Literature, of course, provides a measure of this fundamental characteristic of human thought and culture. I mentioned in an earlier post a 1914 story by Liam O’Flaherty in which he describes a group of men – adults not children – who for sport throw stones at a rookery hoping to knock down some nests. T.H.White, in his magnificent memoir of his struggle to train a goshawk in the 1930s, referred to actions against birds that would seem outrageous to many people today: he considered using bird lime – a sticky substance that is smeared on a branch and to which a bird’s foot adheres – to trap a blackbird to use in turn as bait to catch a sparrowhawk; and only desisted because the practice had recently been made illegal. Nevertheless he used the same substance to stick maize and blackberries onto a cloth as an alternative form of bait; which seems to me a duplicitous ruse in more ways than one.

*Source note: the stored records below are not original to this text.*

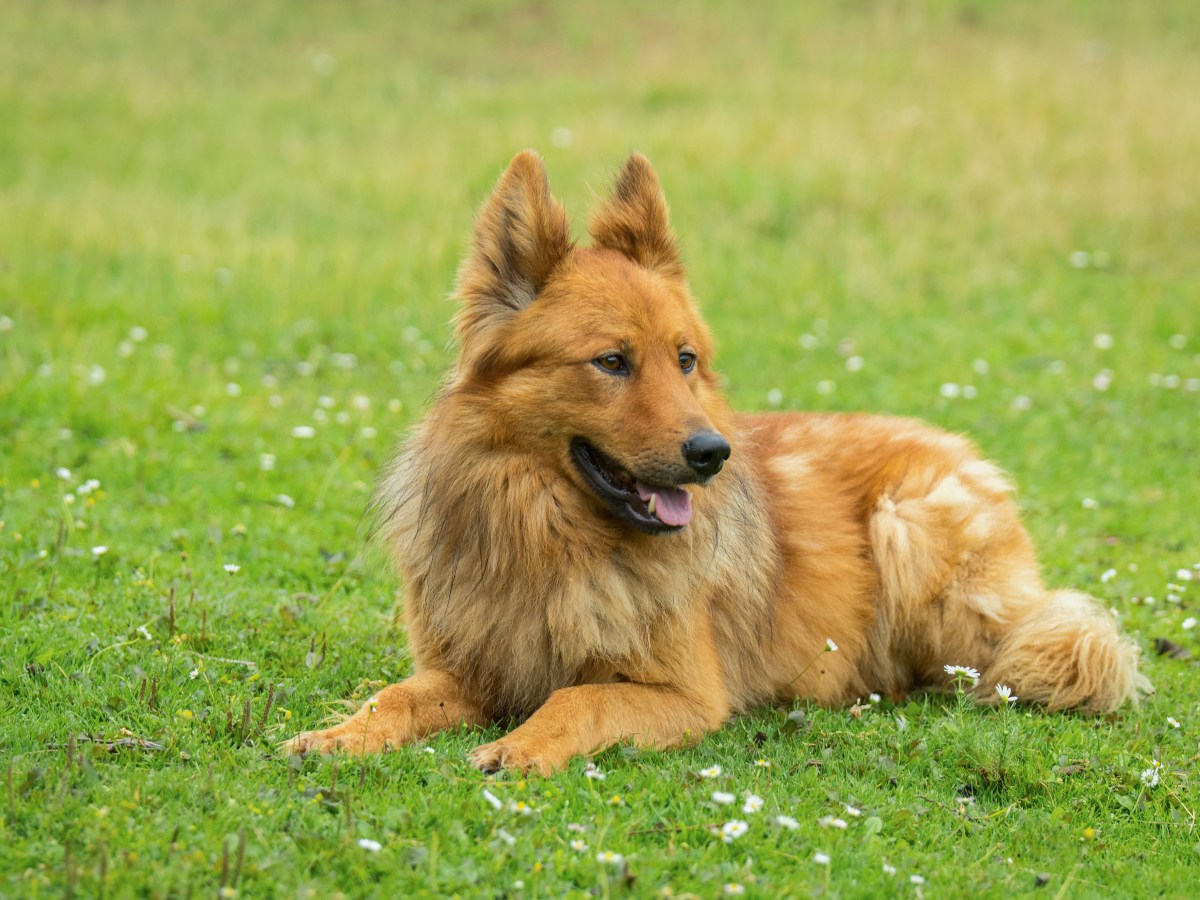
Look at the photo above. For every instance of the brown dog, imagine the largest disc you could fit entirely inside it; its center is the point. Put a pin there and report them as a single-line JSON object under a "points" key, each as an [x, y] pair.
{"points": [[593, 544]]}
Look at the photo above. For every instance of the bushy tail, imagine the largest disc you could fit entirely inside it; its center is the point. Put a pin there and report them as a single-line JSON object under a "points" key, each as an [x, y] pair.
{"points": [[1069, 655]]}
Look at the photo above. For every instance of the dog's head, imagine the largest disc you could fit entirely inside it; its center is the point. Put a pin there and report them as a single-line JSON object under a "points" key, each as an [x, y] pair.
{"points": [[594, 358]]}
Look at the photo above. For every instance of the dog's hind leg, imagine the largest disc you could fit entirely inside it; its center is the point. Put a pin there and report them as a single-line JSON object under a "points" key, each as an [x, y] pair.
{"points": [[959, 585], [429, 702], [1069, 654]]}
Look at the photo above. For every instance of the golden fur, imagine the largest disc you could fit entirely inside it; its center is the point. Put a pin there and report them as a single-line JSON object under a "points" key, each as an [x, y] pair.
{"points": [[528, 597]]}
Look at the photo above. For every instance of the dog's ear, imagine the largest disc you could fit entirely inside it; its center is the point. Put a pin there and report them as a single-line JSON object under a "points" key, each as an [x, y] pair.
{"points": [[521, 237], [635, 222]]}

Hunting has provided a rich legacy of nature stories, including Turgenev’s magnificent Sportsman’s Sketches, and those of possibly our greatest nature writer of the early 20th century, Henry Williamson, who can each record hunting without sentimentality or salaciousness. Hunting is a form of active engagement with nature and is thus a good vehicle for exploring our relationship with it and with ourselves in it. But the way we engage with nature has, to a large degree, changed, and now we are individually far more passive – one would like to say benign – in our relationships with species and environments than we used to be, though collectively we are, through the ways we use land, far more active.

As it happens, grebes are one of the beneficiaries of this land use, having colonised many of the flooded gravel pits that were left behind in the wake of road- and house-building booms of the last century. They were lucky. Many other species have been less fortunate: once common species such as lapwing, starling, house sparrow and yellowhammer are now on the Red List of endangered species, having suffered substantial losses over the last 25 years.

We only see what we want to see, value what we want to value. This beautiful bird was reduced to just 40 pairs at one time. Its looks were in part what saved it. Of what else can we say this?